Dark Mountain volume III
It’s with great pleasure that this announcement comes from the editors of Dark Mountain: that copies of the new anthology, due out in August just in time for the third Uncivilisation festival, are now available for pre-order. It’s a great honor to be included in the volume — one of the poems from my collection Ecotone is included — but an even greater honor to sit alongside such wonderful, and necessary, poets and writers as Gregory Norminton, Caspar Henderson, and Em Strang. At each of the previous Dark Mountain festivals, the volume has always proved to be a critical source for discussion and debate, not least for its capacity to offer a roadmap forward through our present age and circumstance. Every one of these books is handmade, as is their thought. In short: August cannot come soon enough.
New Position at IASH
If education, as Stefan Collini said last night in his Enlightenment Lecture at the University of Edinburgh, is “more or less like a pizza — with knowledge being delivered from point A to point B”, then I’m grateful to have placed an order for an extra-large. I’ve just taken up a position as a researcher at the Institute for Advanced Studies in the Humanities, and will be in residence in Edinburgh from now until the end of the summer. I’m looking forward to studying a wide range of topics, among them, the cultural history of the haar — the freezing fog so famous along the eastern coast of Scotland (and what greeted me as I left the flat this morning). And, of course, what the Scots have invented in order to combat its effects.
Mississippi’s Kristen Dupard named 2012 Poetry Out Loud National Champion
Reports are still trickling in (Twitter stream here), but the core of the story is official: Kristen Dupard, a high school senior from Ridgeland, MS, is this year’s 2012 Poetry Out Loud National Champion.

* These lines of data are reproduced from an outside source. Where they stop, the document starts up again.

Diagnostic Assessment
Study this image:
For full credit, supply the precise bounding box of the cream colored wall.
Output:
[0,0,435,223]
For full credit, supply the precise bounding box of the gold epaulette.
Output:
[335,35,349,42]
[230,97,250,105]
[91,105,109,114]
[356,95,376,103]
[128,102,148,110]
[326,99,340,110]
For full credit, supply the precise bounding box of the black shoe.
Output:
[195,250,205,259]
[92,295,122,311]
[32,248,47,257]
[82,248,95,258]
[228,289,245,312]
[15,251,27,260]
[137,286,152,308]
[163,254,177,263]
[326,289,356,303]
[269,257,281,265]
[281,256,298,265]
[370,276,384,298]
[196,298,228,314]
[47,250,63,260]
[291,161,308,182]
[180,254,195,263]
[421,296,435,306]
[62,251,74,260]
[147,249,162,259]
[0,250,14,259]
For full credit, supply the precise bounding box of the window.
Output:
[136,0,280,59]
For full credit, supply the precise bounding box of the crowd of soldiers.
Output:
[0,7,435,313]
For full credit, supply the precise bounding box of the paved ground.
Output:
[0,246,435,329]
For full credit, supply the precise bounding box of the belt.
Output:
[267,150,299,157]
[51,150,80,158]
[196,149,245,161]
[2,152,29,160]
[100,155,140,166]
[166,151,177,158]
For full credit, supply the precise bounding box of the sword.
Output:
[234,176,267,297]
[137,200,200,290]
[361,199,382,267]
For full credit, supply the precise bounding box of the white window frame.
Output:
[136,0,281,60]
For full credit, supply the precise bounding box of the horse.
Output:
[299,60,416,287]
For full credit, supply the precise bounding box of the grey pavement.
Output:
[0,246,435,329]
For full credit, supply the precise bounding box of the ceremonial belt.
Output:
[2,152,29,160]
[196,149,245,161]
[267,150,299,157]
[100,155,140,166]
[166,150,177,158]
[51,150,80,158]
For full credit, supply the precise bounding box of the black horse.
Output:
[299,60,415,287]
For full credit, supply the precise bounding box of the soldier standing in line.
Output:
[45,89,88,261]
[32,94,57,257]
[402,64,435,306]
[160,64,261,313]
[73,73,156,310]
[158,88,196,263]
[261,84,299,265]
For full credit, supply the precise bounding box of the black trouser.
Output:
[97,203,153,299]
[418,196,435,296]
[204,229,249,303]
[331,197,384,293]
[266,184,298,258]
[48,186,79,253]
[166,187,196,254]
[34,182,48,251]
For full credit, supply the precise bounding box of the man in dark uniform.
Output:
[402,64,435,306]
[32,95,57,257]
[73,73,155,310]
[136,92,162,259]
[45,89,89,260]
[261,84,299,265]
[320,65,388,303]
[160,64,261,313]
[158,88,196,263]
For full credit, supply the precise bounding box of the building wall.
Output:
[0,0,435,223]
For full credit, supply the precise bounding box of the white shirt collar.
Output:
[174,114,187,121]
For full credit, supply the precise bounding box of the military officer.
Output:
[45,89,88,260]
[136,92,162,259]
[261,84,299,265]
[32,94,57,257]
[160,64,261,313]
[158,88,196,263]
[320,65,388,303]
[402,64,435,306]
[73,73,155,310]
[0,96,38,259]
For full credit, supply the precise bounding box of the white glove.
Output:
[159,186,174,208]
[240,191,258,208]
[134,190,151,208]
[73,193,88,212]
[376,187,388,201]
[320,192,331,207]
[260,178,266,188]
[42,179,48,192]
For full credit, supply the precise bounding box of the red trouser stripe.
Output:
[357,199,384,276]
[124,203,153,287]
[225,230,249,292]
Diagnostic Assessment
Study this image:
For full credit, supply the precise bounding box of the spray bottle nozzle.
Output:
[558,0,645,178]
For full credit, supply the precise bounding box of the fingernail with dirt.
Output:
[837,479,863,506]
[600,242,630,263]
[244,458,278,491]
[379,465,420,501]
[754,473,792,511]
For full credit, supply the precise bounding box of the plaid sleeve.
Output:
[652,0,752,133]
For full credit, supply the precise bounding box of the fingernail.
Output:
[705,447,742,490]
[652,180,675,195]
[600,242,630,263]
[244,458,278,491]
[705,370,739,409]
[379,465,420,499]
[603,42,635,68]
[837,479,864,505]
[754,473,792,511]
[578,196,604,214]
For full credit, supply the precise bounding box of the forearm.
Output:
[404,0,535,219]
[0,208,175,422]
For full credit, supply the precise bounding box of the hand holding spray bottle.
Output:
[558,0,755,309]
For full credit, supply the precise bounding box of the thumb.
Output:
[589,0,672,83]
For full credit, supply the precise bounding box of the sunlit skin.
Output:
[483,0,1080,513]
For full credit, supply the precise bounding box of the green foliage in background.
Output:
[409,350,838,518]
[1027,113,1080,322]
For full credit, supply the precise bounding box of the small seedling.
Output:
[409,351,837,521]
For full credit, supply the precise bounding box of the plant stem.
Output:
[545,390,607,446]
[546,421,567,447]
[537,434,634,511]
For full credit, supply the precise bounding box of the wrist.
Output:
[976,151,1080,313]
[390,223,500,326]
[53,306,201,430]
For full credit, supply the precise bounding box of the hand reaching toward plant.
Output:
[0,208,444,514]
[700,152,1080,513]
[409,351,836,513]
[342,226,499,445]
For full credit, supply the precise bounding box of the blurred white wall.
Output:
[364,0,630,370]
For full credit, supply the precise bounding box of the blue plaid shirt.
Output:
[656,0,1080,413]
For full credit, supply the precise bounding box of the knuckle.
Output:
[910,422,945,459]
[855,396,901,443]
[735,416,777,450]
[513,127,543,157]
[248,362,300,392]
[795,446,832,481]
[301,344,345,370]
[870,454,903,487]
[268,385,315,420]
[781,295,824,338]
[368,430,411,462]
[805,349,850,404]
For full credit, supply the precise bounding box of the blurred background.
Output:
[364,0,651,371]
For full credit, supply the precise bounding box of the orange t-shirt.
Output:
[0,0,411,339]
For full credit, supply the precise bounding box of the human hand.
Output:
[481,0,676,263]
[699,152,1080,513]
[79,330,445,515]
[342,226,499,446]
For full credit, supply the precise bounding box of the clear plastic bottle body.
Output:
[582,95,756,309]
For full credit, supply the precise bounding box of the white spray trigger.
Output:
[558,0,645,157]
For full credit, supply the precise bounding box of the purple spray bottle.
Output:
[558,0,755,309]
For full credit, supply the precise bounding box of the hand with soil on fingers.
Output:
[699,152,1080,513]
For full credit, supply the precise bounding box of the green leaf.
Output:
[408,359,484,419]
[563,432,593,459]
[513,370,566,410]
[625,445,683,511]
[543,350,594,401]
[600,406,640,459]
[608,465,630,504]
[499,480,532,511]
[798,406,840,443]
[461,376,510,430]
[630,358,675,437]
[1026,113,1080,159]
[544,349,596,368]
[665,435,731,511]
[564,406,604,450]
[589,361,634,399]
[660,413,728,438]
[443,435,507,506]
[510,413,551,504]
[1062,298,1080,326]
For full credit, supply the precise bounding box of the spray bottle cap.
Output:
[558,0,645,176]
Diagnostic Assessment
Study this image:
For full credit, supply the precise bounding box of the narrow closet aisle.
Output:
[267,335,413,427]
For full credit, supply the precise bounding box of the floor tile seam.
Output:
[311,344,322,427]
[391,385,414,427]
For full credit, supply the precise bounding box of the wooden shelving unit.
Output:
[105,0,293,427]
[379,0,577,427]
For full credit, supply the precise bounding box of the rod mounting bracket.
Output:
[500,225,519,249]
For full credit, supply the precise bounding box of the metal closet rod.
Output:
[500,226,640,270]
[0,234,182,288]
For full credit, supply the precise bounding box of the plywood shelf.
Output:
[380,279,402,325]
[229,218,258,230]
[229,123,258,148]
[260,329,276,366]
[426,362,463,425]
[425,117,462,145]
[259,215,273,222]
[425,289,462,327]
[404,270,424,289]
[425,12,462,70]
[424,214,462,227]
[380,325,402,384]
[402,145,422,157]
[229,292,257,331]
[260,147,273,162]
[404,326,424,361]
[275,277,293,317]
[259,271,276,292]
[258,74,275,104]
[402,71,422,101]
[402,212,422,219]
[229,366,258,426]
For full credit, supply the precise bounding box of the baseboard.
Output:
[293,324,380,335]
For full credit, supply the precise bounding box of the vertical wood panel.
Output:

I cannot say how thrilling this is.
I had the honor of judging Kristen during the Mississippi state finals earlier this year, when she recited poems by Cornelius Eady and Ben Jonson, and knew from her performance that she was a sure shot for national-level entry. Her poise, her command of the poems, her sheer joy at performing them, and her impeccable stage presence told us all that if there was anyone who had a shot at the national title, it was her. She’d won the state-level contest in 2011, too, fending off eight other ferociously talented contestants both years, no small feat itself — but that she took it home over fifty-two other contestants — reciting “Invitation to Love” by Paul Lawrence Dunbar for her final poem — is fantastic news for Kristen, for her family, for the state of Mississippi, and for poetry everywhere. I know no more deserving champion.
Congratulations, Kristen. Way to hit one out of the park.